The most prolific performer to enter the NCAA transfer portal this offseason has found a destination.
Former Pittsburgh wide receiver Jordan Addison will transfer to USC to play this fall, he announced on social media Thursday.
— Jordan Addison (@Espn_Jordan) May 19, 2022
Addison visited USC officially over the past weekend and will reunite with star sophomore quarterback Caleb Williams, as both hail from the Washington, DC, area. Addison’s decision to go to USC gives coach Lincoln Riley the two most important transfer additions of the offseason, as Addison and Williams were arguably the most coveted players to enter the portal.
In his statement posted to social media, Addison described the decision as “very difficult” and said he would always be grateful to the University of Pittsburgh.
“Winning an ACC championship is ours forever. Those true friendships will last. A part of me will always be H2P,” he wrote.
“I have now carefully considered the advice of my family and close friends and fully weighed both the risks and benefits associated with my decision. I also respect that others may make a different choice. But for me, I will continue my full development as a student athlete by enrolling at USC.”
Addison earned first-team All-American honors at Pittsburgh last season and won the Biletnikoff Award for the country’s most outstanding receiver. He entered the NCAA transfer portal May 3 and took visits to USC and Texas. He considered staying at Pitt and also contemplating Alabama and Oregon but didn’t end up visiting either school.
Addison’s move out west is a blow to Pittsburgh, as the defending ACC champion lost its best returning player after going 11-3 last season. USC went 4-8 and has rebuilt its roster so significantly in Riley’s first year that a majority of the starters next season are expected to come from the NCAA transfer portal.
Pitt coach Pat Narduzzi had multiple contentious phone calls with Riley soon after Addison broached entering the portal, sources told ESPN earlier in the month. No known evidence of tampering has emerged, however.

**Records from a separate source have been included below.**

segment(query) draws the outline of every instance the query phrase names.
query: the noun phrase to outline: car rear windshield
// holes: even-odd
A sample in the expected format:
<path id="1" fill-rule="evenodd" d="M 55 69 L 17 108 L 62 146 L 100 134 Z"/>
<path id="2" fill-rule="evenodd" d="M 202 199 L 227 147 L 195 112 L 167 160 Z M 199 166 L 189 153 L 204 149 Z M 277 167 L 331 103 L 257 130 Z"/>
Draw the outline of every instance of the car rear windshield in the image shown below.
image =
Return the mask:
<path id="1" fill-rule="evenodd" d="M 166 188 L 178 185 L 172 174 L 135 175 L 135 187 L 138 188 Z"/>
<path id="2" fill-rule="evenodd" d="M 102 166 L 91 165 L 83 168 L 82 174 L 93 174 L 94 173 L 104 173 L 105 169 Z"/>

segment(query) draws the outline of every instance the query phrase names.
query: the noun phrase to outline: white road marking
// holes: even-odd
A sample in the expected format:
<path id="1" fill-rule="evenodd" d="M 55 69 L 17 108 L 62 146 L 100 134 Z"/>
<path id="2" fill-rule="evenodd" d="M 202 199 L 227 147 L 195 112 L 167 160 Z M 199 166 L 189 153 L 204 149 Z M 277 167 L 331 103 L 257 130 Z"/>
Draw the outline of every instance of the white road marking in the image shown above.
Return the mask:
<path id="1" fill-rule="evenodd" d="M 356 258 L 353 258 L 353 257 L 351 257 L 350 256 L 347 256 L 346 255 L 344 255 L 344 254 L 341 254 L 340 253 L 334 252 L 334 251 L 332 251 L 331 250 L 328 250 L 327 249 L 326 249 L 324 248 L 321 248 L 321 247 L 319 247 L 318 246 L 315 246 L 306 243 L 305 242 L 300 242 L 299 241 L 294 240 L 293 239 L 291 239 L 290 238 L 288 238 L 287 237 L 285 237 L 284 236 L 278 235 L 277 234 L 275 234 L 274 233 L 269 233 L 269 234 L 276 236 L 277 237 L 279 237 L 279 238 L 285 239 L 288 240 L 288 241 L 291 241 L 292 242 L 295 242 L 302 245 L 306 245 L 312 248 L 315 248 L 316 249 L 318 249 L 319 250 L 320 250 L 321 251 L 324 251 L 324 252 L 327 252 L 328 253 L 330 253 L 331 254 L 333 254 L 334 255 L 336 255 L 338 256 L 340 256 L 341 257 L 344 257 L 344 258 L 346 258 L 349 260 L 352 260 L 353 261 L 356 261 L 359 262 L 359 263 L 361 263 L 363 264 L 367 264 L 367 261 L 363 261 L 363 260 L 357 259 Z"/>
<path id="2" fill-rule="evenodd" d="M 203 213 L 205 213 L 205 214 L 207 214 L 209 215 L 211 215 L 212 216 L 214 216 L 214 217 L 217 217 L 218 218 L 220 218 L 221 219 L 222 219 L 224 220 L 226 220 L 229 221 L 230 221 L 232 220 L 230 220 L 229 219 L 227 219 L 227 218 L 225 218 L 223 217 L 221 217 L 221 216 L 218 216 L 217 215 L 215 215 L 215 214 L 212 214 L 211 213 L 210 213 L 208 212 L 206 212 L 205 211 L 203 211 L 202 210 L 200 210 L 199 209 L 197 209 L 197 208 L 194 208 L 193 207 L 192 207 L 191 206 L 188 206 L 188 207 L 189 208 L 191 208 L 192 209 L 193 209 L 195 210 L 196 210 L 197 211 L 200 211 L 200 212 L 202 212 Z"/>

The transfer of Addison has been viewed as a beacon of an offseason filled with change. The notion of an established underclassman jumping programs wasn’t something that happened in college football until recently. Thanks to a flurry of rule changes — most notably one-time transfer rules — fluid player movement has become part of the sport’s landscape.
Although Williams’ transfer was viewed as a collision of one-time transfer and name, image and likeness rules, it was viewed through a different prism because his college coach at Oklahoma, Riley, left for USC and Williams followed him. Addison’s transfer to USC reinforced the reality that all rosters are fluid and the sport’s biggest stars can jump from program to program with relative ease.
Sources made clear to ESPN throughout the process that Addison’s professional future was going to lead his decision-making.
The addition of Addison gives USC one of the country’s best wide receiver duos, as he’ll join Oklahoma transfer Mario Williams there. Addison caught 100 passes for 1,593 yards and 17 touchdowns last season. He projects as a first-round NFL draft pick in 2023 but, at 6 feet tall and 175 pounds, is unlikely to crack the top 10.
Mario Williams, who earned ESPN True Freshman All-American honors last year, caught 35 balls for 380 yards and four touchdowns. Brenden Rice, the son of NFL legend Jerry Rice, also transferred in, from Colorado, where he averaged 14.2 yards per catch last season.
Addison’s transfer further reinforces the optimism behind Riley’s hire at USC, as the lure of the prolific offenses he built and called at Oklahoma have moved to Los Angeles. Although USC’s offensive line has questions and the defense was one of the worst in the conference last season, there are key players who have transferred in to rejuvenate the Trojans on the offensive side of the ball.